Una silueta de mujer dormida descansa sobre los cerros verdes. A sus pies discurre el río Huallaga, poderoso señor de Huanuco, que ingresa a la Amazonía como una arteria gigante. Tingo María tiene forma y aroma de mujer. Quizá por eso, sus cataratas se llaman “Ninfas” y “Carmen”. Sin embargo, esta provincia posee un apellido viril y militar: Leoncio Prado. Y, como en la vecina ciudad de Huanuco, en Tingo María también se alza la estatua del joven héroe de Huamachuco, que suda bronce bajo el sol generoso de la selva peruana.
La ciudad huele a pomarrosa, el árbol del Perú de delicados frutos rojizos, y también a hoja de coca, que hasta se puede disfrutar en caramelos tingaleses. La coca del Huallaga es santa y es purísima, con el verdor intenso que sólo puede brotar de los pinceles de Dios. Pero son los hombres los que, siguiendo el sacrílego dictado de otros hombres, le atribuyen oscuras leyendas a tan sagrada planta. Perseguida y marginada, la hojita de Tingo María aflora allí, invicta y vital, en la esquina del mercado y a un dólar la bolsita, impregnando la memoria del viajero con su majestuoso perfume peruano.

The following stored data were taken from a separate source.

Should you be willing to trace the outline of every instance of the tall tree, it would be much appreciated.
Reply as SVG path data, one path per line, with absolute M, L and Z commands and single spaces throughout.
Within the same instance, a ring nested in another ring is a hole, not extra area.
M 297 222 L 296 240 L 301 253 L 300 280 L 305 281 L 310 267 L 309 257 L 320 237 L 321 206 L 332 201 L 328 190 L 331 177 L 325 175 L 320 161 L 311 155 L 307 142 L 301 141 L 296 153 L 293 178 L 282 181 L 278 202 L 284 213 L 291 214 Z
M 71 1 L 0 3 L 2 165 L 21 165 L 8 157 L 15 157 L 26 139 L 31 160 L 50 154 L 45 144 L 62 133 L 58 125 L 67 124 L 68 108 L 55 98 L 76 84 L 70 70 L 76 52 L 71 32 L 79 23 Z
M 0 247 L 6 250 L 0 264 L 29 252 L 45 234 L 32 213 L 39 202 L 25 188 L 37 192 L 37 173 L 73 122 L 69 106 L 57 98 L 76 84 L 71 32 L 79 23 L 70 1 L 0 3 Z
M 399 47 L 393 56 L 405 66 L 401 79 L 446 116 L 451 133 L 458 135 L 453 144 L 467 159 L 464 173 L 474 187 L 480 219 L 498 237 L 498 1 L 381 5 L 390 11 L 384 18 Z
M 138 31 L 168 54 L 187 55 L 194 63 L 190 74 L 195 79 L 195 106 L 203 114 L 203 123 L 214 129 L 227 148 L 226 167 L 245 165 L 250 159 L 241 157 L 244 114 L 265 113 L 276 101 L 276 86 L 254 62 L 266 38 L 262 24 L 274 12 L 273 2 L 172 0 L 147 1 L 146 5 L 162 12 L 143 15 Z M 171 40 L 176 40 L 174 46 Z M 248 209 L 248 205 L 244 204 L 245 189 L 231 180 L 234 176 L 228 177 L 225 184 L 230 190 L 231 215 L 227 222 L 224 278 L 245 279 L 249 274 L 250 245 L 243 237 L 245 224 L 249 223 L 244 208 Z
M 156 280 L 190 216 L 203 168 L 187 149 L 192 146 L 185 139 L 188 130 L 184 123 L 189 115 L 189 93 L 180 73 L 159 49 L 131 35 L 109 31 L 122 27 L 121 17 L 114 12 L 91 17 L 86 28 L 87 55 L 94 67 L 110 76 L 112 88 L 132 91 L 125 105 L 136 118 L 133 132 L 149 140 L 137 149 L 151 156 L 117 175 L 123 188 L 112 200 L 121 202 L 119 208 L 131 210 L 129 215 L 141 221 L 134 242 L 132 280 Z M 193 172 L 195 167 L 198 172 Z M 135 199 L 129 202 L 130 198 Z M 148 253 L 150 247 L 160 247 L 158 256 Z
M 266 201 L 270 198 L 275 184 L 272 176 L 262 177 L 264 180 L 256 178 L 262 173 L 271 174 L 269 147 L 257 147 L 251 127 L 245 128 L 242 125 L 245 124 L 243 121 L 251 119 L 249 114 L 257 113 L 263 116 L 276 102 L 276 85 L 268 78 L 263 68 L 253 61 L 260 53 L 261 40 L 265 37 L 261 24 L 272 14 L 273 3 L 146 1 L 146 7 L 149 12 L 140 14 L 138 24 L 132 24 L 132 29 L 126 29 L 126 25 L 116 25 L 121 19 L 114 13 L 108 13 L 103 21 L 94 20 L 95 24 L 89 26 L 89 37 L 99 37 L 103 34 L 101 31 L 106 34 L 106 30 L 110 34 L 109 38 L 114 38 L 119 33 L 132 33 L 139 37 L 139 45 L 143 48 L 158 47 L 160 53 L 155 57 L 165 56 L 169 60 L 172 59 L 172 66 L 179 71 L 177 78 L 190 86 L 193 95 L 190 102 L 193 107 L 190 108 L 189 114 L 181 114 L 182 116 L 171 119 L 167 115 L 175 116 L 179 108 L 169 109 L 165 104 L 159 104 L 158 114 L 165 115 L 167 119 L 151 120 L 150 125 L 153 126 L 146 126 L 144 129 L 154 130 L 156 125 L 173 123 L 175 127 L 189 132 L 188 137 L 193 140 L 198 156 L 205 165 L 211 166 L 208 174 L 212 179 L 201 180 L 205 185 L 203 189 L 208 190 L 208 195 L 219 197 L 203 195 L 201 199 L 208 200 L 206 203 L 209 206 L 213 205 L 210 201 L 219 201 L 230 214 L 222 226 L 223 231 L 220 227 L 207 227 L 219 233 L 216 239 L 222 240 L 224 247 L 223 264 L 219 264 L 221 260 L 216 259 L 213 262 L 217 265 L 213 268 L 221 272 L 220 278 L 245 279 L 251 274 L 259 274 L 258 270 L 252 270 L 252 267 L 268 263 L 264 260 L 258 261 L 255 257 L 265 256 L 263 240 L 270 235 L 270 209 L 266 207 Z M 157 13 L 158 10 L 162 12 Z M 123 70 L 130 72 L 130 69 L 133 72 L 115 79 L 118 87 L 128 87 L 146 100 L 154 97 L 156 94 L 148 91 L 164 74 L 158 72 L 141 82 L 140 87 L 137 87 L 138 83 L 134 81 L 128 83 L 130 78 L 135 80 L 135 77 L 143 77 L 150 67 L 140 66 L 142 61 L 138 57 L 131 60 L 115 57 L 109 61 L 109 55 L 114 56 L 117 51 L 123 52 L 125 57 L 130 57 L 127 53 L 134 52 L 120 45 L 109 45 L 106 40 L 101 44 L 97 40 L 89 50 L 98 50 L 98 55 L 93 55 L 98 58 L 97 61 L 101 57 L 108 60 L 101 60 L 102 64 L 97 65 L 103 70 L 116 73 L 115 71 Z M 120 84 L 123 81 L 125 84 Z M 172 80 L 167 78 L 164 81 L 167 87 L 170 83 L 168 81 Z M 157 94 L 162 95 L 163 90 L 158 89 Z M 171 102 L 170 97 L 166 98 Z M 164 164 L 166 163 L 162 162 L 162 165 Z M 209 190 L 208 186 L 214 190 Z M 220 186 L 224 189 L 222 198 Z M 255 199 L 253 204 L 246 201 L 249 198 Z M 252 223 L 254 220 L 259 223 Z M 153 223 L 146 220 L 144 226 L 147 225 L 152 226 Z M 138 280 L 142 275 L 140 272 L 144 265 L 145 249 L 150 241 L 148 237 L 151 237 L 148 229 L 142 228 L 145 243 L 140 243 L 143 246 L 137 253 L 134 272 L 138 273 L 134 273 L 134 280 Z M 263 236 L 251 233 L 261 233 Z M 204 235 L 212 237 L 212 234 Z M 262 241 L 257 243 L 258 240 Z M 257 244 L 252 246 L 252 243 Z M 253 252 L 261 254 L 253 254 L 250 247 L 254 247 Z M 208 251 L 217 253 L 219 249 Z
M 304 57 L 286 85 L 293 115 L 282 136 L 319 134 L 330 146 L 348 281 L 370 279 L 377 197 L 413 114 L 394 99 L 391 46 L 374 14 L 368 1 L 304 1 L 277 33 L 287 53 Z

Porque Tingo María está hecha para la memoria. Los sentidos se abren en plena alameda Perú, por la cooperativa Naranjillo o por la calle Raymondi – otros llegan, presurosos, hasta su burdelesco cerrito- mientras, frente a la iglesia, un busto del Padre Abad nos recuerda cómo irrumpió la cruz católica en tan encantador bosque, otrora pagano. He recorrido con felicidad los rincones de Tingo María, sus colores y serpientes en Castillo Grande, sus casitas y su escuelita en Alberto Páez, su Tambillo, sus cuevas, el rojo de sus enormes “bastones del emperador”, flor tan señorial, mientras de la tacachería emanaban sabrosos aromas de aves y cecinas. Sí, amigos. Café con aroma de mujer, manís y carambolas, río y sirena, hipertensión y amor, eso es Tingo María, una de las ciudades amazónicas que están dibujadas en mitad del camino que une al hombre con su propio nirvana.